INSPIRATION. REJUVENATION. Sharing a journey together. Delegations from Brazil and Korea made pilgrimages to EMU this past academic year for multi-day programming hosted by the Zehr Institute for Restorative Justice.
Although preparing for such delegations requires a major commitment of time and resources, CJP Executive Director Daryl Byler said that “the payoff is priceless” for all groups involved.
The first such delegation came in 2015 and included six curriculum developers from Nepal’s National Judicial Academy in Kathmandu. CJP anticipates hosting a group from Colombia this next year.
‘LIKE OXYGEN’
From across Brazil and with diverse professional backgrounds, 25 practitioners spent five days visiting Harrisonburg-area programs, contemplating practices and pedagogies, and witnessing shared values.
“It’s like oxygen,” said public prosecutor Danielle Arlé. “I can breathe again.”
“There is an Eastern saying that when the disciple is ready, the master comes,” Judge Leoberto Brancher said. “Restorative justice came to us in Brazil in the late 1990s and now almost 20 years later, we can come before the source … to review what we’ve been doing. It’s a time for tuning and beginning a new stage.”
“The source” is Howard Zehr, professor emeritus and the institute’s co-director, who led a session on restorative justice and serious crimes. Other sessions and site visits were hosted by EMU-educated “disciples.”
Retired judge Isabel Lima, a professor at Catholic University in Salvador, developed the idea for the intensive seminar while a visiting professor at CJP in spring 2017.
In contrast to the United States, where a disparate group is driving the widening influence of restorative justice concepts, the Brazilian judiciary has played a key role in Brazil, Lima said.
Brancher, from Caxio do Sul, is one proponent who has made a nation-wide difference. He talks about restorative justice as an allegorical light during a dark time in his career, when he questioned the efficacy and meaning of his work with incarceration facilities for juveniles. Seen as both a punitive and protective system, “the way those two positions were disconnected made everything we did harmful because of misunderstood conceptions,” he said. “It was an existential question for me: What does life want from me as a judge? And also a professional question: How can I enforce the law? RJ came to me during that period as an answer.”
After nearly 20 years working to advance the concept, the five-day experience at EMU heralded a new stage, he said, towards “the creation of a more solid basis and more integrated leadership to give support and enable this process to be sustainable.”

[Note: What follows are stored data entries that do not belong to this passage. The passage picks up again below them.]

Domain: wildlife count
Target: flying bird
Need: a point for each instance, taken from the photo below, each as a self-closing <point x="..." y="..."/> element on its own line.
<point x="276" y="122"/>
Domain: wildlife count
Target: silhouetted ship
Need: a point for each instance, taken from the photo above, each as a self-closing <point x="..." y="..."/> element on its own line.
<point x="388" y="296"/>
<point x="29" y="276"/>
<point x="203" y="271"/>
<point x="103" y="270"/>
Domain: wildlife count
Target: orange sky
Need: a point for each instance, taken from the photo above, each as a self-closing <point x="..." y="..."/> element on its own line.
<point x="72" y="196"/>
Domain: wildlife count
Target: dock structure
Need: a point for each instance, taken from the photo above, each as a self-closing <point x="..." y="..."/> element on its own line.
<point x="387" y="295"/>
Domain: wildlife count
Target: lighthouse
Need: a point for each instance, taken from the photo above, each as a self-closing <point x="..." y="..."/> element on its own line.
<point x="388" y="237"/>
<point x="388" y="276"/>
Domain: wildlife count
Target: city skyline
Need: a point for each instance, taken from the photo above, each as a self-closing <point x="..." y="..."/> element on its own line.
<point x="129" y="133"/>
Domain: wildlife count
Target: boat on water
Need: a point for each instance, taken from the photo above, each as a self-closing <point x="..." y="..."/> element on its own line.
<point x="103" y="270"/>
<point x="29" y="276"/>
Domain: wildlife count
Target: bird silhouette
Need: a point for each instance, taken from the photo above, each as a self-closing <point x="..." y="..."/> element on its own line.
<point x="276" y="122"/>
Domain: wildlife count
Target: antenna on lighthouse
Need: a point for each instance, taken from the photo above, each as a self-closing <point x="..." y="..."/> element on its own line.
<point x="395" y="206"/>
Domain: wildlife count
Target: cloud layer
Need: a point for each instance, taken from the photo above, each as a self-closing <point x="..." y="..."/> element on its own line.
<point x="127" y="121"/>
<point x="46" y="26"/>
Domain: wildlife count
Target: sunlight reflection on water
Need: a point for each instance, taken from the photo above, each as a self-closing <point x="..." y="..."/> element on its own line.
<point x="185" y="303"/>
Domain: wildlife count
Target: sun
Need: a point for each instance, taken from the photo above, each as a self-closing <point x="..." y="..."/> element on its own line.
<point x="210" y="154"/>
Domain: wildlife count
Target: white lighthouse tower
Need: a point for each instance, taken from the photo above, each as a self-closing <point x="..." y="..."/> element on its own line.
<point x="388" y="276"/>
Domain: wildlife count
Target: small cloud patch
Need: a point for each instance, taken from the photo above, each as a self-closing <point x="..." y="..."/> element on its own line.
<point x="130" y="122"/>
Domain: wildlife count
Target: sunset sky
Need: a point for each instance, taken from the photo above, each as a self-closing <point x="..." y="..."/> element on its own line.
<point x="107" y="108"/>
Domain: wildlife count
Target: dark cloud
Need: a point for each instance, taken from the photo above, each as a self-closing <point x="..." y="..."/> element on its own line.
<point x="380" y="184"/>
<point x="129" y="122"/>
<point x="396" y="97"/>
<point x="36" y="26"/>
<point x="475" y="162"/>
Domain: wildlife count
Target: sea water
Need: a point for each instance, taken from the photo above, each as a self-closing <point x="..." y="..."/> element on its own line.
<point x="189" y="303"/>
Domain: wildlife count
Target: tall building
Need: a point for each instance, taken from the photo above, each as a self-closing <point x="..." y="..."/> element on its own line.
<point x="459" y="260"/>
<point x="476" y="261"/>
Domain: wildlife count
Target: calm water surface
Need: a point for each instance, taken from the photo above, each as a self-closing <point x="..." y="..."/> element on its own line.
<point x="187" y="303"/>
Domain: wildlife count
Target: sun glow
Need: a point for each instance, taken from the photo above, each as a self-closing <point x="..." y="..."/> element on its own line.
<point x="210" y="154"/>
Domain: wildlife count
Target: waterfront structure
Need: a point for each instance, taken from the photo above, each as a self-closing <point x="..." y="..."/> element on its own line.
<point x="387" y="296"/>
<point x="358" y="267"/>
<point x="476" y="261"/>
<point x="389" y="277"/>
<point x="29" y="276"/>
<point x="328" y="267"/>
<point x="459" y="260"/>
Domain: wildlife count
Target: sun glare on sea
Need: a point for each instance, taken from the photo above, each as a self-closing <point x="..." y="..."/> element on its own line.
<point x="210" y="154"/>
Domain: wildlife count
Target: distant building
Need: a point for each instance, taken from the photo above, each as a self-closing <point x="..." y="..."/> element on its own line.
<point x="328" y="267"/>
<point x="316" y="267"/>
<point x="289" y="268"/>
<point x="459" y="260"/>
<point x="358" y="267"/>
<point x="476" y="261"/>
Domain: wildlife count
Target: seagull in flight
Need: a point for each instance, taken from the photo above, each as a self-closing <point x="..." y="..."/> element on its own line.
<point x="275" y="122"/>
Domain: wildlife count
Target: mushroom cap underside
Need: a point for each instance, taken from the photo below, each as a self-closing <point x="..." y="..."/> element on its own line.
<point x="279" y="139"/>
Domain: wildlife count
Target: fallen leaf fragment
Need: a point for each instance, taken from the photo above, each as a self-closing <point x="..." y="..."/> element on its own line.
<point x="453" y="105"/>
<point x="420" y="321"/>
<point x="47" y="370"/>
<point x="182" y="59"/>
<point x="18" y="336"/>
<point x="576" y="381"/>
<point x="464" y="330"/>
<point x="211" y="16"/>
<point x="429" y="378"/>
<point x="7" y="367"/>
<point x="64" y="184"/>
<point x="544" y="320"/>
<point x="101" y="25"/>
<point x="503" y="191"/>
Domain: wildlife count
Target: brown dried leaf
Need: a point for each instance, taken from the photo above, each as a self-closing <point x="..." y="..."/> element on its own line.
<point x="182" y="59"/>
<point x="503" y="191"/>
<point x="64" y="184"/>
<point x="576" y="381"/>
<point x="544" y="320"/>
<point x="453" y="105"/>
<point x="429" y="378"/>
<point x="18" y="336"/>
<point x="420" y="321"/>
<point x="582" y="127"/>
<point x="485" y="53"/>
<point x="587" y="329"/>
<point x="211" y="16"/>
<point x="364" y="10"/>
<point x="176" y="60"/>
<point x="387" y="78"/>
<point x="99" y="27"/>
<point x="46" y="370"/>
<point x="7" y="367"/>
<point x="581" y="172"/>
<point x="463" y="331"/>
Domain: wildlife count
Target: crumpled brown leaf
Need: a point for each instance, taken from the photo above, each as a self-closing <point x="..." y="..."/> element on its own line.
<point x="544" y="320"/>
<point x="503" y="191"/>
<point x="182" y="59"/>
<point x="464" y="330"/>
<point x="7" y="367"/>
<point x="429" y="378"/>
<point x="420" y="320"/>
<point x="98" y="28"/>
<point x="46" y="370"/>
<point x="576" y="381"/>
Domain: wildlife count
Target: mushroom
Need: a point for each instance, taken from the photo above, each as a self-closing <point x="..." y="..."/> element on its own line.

‘WALKING THE SAME WAY WE WANTED TO GO’
Last year in South Korea, middle school teachers Yongseung Roh and Kyungyun Hwang read Howard Zehr’s seminal text Changing Lenses with a study group. This year, they were part of a South Korean delegation that came to EMU to learn directly about restorative justice from Zehr himself.
“We wanted to meet people who were walking toward the same way that we wanted to go,” the husband-wife duo wrote in an email. The 11-day east coast tour for 21 teachers, students, community leaders and legal professionals was organized by the Korea Peacebuilding Institute (KOPI). Because participants already had a firm basis of RJ concepts, the purpose was to learn about the “spiritual, cultural, and historical backgrounds” of the movement, said KOPI director Jae Young Lee MA ‘03. “If we believe RJ is a paradigm and not a program, it is important to know the Anabaptist/Mennonite tradition emphasizing peace and justice as a center of their faith.”
The visit was also an opportunity for “two-way” learning, said CJP executive director Daryl Byler – for both CJP staff and graduates like Lee and fellow delegation participant Yoonseo Park MA ‘16.
“They and others have taken the restorative justice training they received at CJP and expanded its application to a variety of Korean contexts – including the criminal justice, educational and health systems, as well as in housing and church conflicts,” Byler said.
The delegation also visited the Mennonite Central Committee headquarters and Material Resources Center in Akron, Pennsylvania; met with shooting victims and family members in the Nickel Mines Amish community; and visited two Washington D.C. schools that practice restorative discipline.
IN THE FUTURE…
Members of the Brazil delegation are exploring attendance at a future Summer Peacebuilding Institute, and staying in touch through online forums and webinars.
CJP and KOPI have signed a three-year Memorandum of Understanding. The partnership will strengthen the regional capacity for peacebuilding in Korea and cross-promote CJP-KOPI professional trainings in restorative justice and trauma and resilience, as well as academic programs.